Когда они подъезжали к Поинту, солнце заливало золотом предвечернее небо. Яркие желтые клубы на западе растекались у самого горизонта сверкающим кольцом, подчеркивая силуэты черных гор.
До заката еще оставалось достаточно времени, чтобы пошататься по улицам города, впитать в себя старый богатый испанский дух Поинта. На улицах было людно и оживленно, в дорожной пыли играли дети, во дворах лаяли собаки, в окнах теплились огоньки домашних очагов.
Следуя за толпой разгоряченных, краснолицых, уставших после рабочего дня золотоискателей, они приблизились к зданию банка. Приземистая прямоугольная постройка, сложенная из массивных каменных блоков, создавала впечатление неприступности и надежности, и внушала должное уважение.
У входа, лениво сплевывая под ноги табачную жвачку, скучали двое охранников. Трое вооруженных рейнджеров прогуливались где-то поблизости. От Дикого Гринго знал, что в банке дежурят еще четверо охранников, но на ночь, когда обитые толстыми железными пластинами двери банка закрываются и опечатываются, внутри остается только один из них.
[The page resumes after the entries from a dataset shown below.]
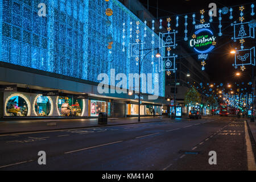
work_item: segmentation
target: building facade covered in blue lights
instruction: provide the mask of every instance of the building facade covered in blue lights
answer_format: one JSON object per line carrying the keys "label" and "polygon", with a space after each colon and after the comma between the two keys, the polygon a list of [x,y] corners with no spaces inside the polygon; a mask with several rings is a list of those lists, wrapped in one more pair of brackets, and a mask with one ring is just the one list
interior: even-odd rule
{"label": "building facade covered in blue lights", "polygon": [[[138,73],[137,56],[131,55],[137,39],[143,48],[159,45],[158,35],[118,1],[1,0],[0,27],[0,117],[138,114],[134,93],[97,89],[100,73],[110,83],[112,69]],[[155,53],[145,57],[141,72],[152,73],[153,88],[159,73],[159,97],[150,101],[146,96],[152,93],[143,93],[144,115],[153,109],[162,114],[164,102],[165,75],[158,72]]]}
Запирая за собой многочисленные стальные решетки, он удаляется в небольшую комнатку, откуда периодически телеграфирует, докладывая обстановку дежурному на станции, который в случае тревоги должен вызвать на подмогу армейский отряд. Учитывая, что телеграфная линия повреждена, оставалось только справиться с внешней охраной. Но, даже убрав охрану, они никогда не смогли бы проникнуть в банк. Дикий знал, что двери банка невозможно взломать, поэтому решил оставить парадный вход в покое, и взорвать заднюю стену банка, после чего, благополучно минуя все решетки и запоры, попасть сразу в хранилище. Конечно, при этом пострадают деньги в бумажных купюрах, но целыми останутся золотые слитки. Чтобы увезти их, потребуется фургон, который после взрыва Гринго должен будет подогнать к бреши в стене.
Готовый к отправлению запряженный фургон они заранее спрятали в сарае заброшенного дома напротив здания банка. К этому почерневшему, покосившемуся строению и направились Ирокез и Гринго. Они перемахнули через забор и скрылись в высоком бурьяне.
Дикий окинул осторожным взглядом улицу и, не заметив ничего подозрительного, продолжил свой путь в одиночестве. В полночь, когда улицы Поинта опустеют, и Ирокез снимет охранников перед банком, он сможет заминировать стену. Рассчитывая все по минутам, Дикий не оставлял места случайностям, поэтому был абсолютно спокоен.